I accept as true the facts alleged in the complaint and draw all reasonable inferences in the plaintiff's favor. Johnson v. Rowley, 569 F.3d 40, 43 (2d Cir. 2009). To survive a Rule 12(c) motion, Kanderskaya's " complaint must contain sufficient factual matter, accepted as true, to state a claim to relief that is plausible on its face." Id. at 44 (quoting Ashcroft v. Iqbal, 556 U.S. 662, 678, 129 S.Ct. 1937, 173 L.Ed.2d 868 (2009)).

BACKGROUND

With the standard of review in mind, the following is a summary of the pertinent facts of record, with the facts alleged in Kanderskaya's complaint accepted as true and with all reasonable inferences drawn in her favor.

On July 4, 2012, Salem telephoned the NYPD and (falsely) reported that his wife, Kandeskaya, had made numerous phone calls threatening to have him killed unless he halted the divorce proceedings against her. Answer, Ex. A; Complaint at ¶ 18.
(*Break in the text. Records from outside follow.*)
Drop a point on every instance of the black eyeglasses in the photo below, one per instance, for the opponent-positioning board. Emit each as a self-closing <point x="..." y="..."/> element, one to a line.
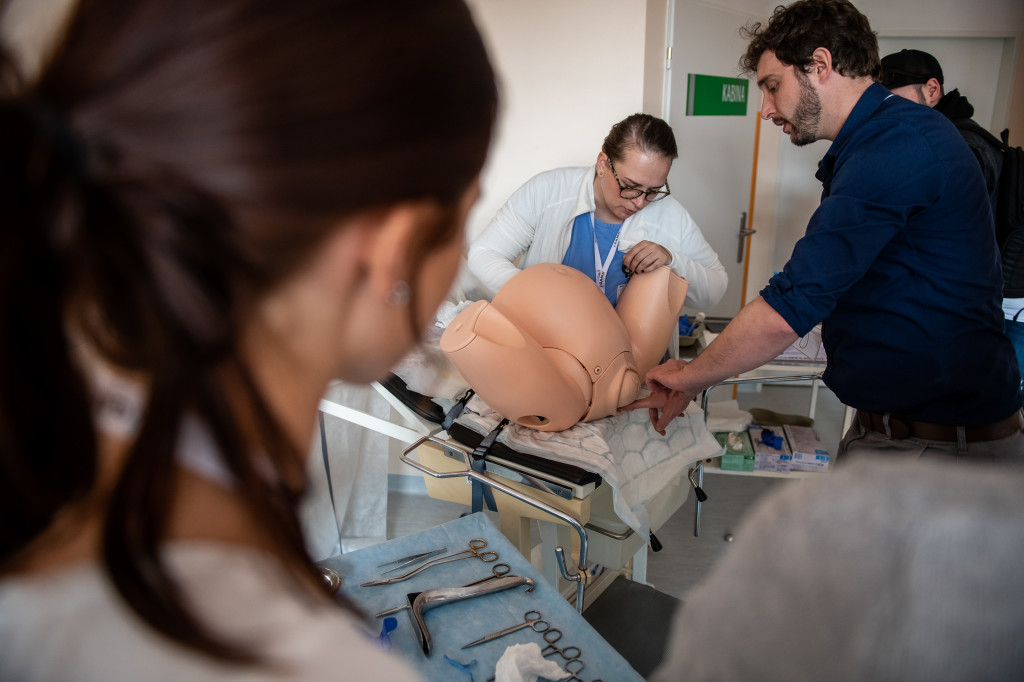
<point x="633" y="193"/>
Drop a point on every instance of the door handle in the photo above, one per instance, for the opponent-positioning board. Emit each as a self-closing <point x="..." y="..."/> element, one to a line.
<point x="743" y="233"/>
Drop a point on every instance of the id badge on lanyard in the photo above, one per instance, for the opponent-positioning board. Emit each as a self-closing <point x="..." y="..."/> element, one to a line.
<point x="601" y="267"/>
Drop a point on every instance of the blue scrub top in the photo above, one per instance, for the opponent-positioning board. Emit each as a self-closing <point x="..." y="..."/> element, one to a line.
<point x="580" y="255"/>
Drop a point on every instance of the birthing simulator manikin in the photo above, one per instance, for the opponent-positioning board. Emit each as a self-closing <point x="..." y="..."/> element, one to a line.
<point x="550" y="350"/>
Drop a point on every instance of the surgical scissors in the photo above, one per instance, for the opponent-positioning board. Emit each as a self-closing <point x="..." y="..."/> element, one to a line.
<point x="573" y="667"/>
<point x="530" y="620"/>
<point x="552" y="636"/>
<point x="412" y="558"/>
<point x="475" y="545"/>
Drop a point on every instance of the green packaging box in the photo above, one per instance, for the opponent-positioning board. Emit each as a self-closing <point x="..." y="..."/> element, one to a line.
<point x="738" y="451"/>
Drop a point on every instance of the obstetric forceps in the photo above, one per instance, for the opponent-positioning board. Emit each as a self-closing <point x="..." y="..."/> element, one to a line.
<point x="475" y="546"/>
<point x="530" y="620"/>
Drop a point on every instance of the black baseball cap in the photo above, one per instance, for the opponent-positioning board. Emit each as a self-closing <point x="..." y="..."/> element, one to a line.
<point x="909" y="68"/>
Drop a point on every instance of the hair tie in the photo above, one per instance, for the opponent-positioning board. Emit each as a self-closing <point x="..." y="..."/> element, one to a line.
<point x="67" y="148"/>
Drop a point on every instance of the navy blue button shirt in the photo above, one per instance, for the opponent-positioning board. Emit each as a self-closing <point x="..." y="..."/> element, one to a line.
<point x="900" y="265"/>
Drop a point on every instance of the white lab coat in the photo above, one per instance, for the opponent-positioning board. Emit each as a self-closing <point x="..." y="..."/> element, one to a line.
<point x="537" y="221"/>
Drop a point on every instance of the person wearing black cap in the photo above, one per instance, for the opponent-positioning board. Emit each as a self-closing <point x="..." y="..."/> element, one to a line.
<point x="895" y="262"/>
<point x="918" y="77"/>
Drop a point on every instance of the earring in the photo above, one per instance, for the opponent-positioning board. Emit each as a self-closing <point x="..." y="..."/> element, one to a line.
<point x="399" y="294"/>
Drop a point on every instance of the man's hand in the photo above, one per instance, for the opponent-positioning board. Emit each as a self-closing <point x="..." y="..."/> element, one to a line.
<point x="666" y="400"/>
<point x="646" y="257"/>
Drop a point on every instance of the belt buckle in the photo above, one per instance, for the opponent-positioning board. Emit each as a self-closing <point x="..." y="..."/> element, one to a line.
<point x="894" y="427"/>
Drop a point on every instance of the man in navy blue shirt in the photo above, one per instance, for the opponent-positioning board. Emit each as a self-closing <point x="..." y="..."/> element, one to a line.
<point x="899" y="261"/>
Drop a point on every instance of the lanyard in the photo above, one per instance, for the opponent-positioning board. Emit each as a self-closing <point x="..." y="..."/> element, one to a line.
<point x="601" y="268"/>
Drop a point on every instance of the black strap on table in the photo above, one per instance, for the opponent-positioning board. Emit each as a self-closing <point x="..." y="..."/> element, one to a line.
<point x="481" y="493"/>
<point x="456" y="410"/>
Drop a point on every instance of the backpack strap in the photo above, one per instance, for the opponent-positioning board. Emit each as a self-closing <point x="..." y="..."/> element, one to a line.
<point x="972" y="125"/>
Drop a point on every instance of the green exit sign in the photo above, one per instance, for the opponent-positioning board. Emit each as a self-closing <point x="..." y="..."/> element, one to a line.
<point x="716" y="95"/>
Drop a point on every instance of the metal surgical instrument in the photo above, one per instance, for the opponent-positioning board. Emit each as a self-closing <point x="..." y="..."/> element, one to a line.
<point x="530" y="620"/>
<point x="412" y="558"/>
<point x="499" y="570"/>
<point x="568" y="652"/>
<point x="475" y="546"/>
<point x="422" y="601"/>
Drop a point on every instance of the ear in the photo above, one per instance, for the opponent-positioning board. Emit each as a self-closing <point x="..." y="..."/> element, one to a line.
<point x="820" y="67"/>
<point x="387" y="254"/>
<point x="932" y="91"/>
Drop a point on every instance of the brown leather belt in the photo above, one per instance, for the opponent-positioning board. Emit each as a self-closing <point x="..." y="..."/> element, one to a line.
<point x="900" y="428"/>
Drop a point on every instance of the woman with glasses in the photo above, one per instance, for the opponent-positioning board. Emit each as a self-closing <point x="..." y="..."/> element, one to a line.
<point x="608" y="220"/>
<point x="208" y="211"/>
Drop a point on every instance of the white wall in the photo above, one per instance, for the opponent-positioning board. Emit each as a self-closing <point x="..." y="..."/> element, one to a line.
<point x="787" y="193"/>
<point x="568" y="70"/>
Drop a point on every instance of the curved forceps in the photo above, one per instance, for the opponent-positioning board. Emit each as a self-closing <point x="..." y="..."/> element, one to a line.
<point x="529" y="620"/>
<point x="498" y="570"/>
<point x="475" y="545"/>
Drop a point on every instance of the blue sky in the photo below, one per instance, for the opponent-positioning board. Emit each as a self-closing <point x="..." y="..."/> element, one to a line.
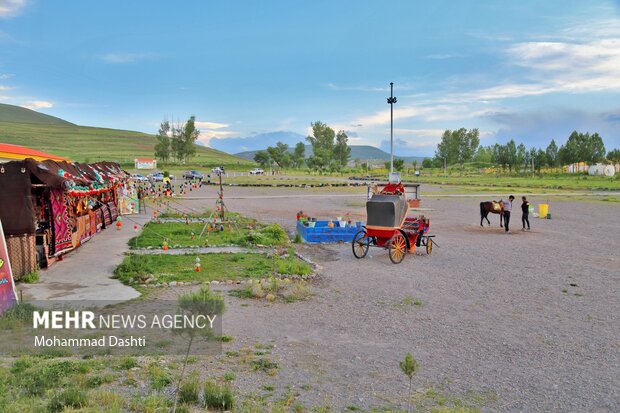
<point x="527" y="70"/>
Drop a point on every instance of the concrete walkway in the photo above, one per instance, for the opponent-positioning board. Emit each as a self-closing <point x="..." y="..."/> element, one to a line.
<point x="84" y="274"/>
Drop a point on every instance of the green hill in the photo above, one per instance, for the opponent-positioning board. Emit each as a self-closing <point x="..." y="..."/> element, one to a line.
<point x="89" y="144"/>
<point x="361" y="152"/>
<point x="11" y="113"/>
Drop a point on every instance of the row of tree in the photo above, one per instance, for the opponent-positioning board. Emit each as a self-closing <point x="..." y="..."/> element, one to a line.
<point x="461" y="146"/>
<point x="330" y="151"/>
<point x="176" y="142"/>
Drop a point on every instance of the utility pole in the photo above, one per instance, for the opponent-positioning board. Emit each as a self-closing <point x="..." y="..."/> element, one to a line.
<point x="391" y="101"/>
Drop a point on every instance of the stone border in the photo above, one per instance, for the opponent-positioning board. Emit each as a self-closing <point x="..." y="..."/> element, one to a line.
<point x="316" y="272"/>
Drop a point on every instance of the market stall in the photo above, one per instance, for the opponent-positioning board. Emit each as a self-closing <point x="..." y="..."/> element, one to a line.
<point x="51" y="207"/>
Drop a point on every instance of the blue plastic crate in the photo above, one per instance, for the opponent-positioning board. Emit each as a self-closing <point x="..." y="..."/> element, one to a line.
<point x="322" y="233"/>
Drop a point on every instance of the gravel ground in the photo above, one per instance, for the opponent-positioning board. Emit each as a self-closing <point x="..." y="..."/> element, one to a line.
<point x="531" y="318"/>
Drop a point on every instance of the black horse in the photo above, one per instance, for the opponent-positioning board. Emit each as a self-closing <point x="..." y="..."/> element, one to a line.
<point x="494" y="208"/>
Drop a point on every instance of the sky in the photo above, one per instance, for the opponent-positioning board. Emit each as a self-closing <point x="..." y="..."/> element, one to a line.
<point x="255" y="72"/>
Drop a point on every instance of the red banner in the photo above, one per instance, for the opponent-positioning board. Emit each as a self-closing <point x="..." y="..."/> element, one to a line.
<point x="8" y="296"/>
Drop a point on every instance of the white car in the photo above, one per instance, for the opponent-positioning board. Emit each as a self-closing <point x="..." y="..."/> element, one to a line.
<point x="139" y="178"/>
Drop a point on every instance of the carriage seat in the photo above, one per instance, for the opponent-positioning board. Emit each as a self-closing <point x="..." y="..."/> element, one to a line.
<point x="386" y="210"/>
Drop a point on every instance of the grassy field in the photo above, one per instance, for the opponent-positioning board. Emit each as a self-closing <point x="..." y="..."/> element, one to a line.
<point x="218" y="267"/>
<point x="90" y="144"/>
<point x="467" y="183"/>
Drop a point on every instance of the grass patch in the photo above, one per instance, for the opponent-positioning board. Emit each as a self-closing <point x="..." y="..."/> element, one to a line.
<point x="273" y="289"/>
<point x="136" y="268"/>
<point x="31" y="278"/>
<point x="189" y="392"/>
<point x="248" y="233"/>
<point x="218" y="396"/>
<point x="70" y="398"/>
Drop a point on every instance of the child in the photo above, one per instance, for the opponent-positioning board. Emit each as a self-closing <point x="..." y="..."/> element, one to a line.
<point x="525" y="209"/>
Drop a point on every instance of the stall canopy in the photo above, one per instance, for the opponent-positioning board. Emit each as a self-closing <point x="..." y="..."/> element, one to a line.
<point x="75" y="179"/>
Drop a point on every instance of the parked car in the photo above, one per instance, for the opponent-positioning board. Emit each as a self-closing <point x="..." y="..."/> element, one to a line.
<point x="192" y="175"/>
<point x="159" y="176"/>
<point x="139" y="178"/>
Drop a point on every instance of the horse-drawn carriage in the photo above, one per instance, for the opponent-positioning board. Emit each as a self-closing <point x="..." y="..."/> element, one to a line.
<point x="389" y="226"/>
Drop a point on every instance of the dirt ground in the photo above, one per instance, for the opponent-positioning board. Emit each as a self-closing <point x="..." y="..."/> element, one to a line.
<point x="529" y="320"/>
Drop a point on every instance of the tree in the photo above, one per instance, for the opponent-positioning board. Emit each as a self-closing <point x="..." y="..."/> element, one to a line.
<point x="262" y="158"/>
<point x="409" y="367"/>
<point x="484" y="154"/>
<point x="188" y="139"/>
<point x="511" y="154"/>
<point x="162" y="146"/>
<point x="614" y="156"/>
<point x="280" y="154"/>
<point x="399" y="164"/>
<point x="522" y="157"/>
<point x="468" y="142"/>
<point x="342" y="152"/>
<point x="329" y="151"/>
<point x="299" y="155"/>
<point x="582" y="147"/>
<point x="458" y="146"/>
<point x="552" y="154"/>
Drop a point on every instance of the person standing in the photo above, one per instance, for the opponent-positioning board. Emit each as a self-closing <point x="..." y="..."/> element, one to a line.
<point x="525" y="216"/>
<point x="507" y="210"/>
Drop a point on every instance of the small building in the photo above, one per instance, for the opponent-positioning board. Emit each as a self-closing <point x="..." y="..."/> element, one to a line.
<point x="9" y="152"/>
<point x="145" y="163"/>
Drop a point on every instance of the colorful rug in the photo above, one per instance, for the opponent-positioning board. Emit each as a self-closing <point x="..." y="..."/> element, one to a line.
<point x="62" y="222"/>
<point x="107" y="217"/>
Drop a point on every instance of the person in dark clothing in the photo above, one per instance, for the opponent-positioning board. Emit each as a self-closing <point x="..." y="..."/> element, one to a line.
<point x="525" y="216"/>
<point x="507" y="210"/>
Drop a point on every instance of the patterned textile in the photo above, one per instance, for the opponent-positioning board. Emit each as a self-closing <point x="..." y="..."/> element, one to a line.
<point x="107" y="217"/>
<point x="113" y="210"/>
<point x="99" y="218"/>
<point x="93" y="223"/>
<point x="62" y="222"/>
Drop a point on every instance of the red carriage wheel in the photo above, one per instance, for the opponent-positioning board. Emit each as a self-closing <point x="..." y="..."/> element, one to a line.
<point x="360" y="244"/>
<point x="429" y="245"/>
<point x="398" y="249"/>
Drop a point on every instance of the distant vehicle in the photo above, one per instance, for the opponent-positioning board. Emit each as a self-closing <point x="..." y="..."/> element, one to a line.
<point x="192" y="175"/>
<point x="159" y="177"/>
<point x="139" y="178"/>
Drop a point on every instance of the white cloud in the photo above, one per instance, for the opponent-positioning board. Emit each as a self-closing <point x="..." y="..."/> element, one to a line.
<point x="37" y="104"/>
<point x="125" y="58"/>
<point x="211" y="125"/>
<point x="571" y="67"/>
<point x="213" y="130"/>
<point x="11" y="8"/>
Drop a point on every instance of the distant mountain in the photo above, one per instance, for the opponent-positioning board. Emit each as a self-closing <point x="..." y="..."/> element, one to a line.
<point x="361" y="152"/>
<point x="256" y="142"/>
<point x="20" y="126"/>
<point x="17" y="114"/>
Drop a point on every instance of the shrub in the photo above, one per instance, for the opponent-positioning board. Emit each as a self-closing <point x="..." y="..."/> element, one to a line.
<point x="31" y="278"/>
<point x="189" y="391"/>
<point x="69" y="398"/>
<point x="218" y="396"/>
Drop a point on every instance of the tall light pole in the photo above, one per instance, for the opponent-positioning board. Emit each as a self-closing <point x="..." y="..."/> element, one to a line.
<point x="391" y="101"/>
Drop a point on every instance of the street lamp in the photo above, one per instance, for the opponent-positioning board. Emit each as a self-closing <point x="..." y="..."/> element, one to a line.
<point x="391" y="101"/>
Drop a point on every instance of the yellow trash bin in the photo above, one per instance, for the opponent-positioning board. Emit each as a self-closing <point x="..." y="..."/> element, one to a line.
<point x="543" y="210"/>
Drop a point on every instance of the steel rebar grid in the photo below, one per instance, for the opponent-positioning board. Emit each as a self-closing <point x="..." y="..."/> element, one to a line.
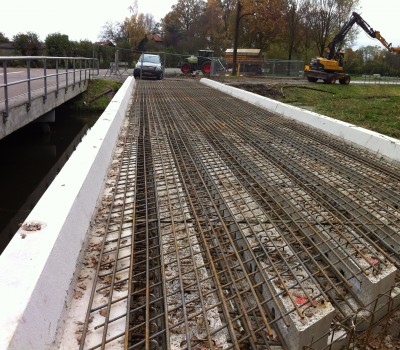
<point x="109" y="252"/>
<point x="251" y="221"/>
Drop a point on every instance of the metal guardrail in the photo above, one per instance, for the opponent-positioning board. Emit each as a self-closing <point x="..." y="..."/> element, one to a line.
<point x="43" y="73"/>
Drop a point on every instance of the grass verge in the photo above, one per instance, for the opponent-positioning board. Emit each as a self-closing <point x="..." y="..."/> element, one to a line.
<point x="374" y="107"/>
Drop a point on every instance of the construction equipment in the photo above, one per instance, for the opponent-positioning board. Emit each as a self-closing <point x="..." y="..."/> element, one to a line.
<point x="330" y="68"/>
<point x="201" y="62"/>
<point x="248" y="60"/>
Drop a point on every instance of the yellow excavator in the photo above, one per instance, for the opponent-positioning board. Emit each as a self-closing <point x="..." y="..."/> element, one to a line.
<point x="330" y="67"/>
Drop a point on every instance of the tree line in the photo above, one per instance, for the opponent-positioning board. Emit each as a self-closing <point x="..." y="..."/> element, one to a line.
<point x="284" y="29"/>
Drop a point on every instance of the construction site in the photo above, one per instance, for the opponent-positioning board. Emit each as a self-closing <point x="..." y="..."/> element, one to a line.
<point x="226" y="226"/>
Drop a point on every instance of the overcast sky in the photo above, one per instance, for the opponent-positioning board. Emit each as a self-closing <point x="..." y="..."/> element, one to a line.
<point x="83" y="19"/>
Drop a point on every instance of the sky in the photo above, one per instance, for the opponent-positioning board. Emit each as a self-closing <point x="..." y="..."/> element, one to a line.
<point x="381" y="15"/>
<point x="84" y="19"/>
<point x="79" y="19"/>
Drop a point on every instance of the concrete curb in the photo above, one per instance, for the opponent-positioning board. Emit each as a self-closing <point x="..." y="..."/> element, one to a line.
<point x="384" y="145"/>
<point x="37" y="266"/>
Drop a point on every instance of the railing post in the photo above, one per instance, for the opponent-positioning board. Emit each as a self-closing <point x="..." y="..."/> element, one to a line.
<point x="66" y="75"/>
<point x="5" y="112"/>
<point x="45" y="80"/>
<point x="28" y="67"/>
<point x="57" y="80"/>
<point x="74" y="71"/>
On July 9, 2012, Kanderskaya went to the 68th police precinct in Brooklyn. Complaint at ¶ 18. There, she was met by Detective Pereira who told Kanderskaya about her husband's complaint. Id. Kanderskaya denied making any threatening phone calls and tried to convince Pereira that in fact she wanted the divorce. Id. In order to persuade Pereira, Kanderskaya showed him text messages indicating that it was Kanderskaya who wanted the divorce. Id. She also told Pereira that she had arranged to live away from her regular home, and identified third parties who would confirm this. Id. After hearing from Kanderskaya, Pereira acknowledged that she was emotionally abused by her husband and had in fact tried to escape from him. Id. However, Pereira then proceeded to arrest Kanderskaya--without taking any efforts to further investigate the case--stating that it was Kanderskaya's word against her husband's. Id. at ¶ 19.

Kanderskaya spent the next 33 hours incarcerated. Id. at ¶ 20. The next day (July 10, 2012), the New York Supreme Court issued a temporary order of protection against Kanderskaya, directing her to stay away from Salem, his home, and his place of business. Answer, Ex. B. Kanderskaya was charged with committing a crime, but the case against her was dismissed on February 7, 2013. Complaint at ¶ 20.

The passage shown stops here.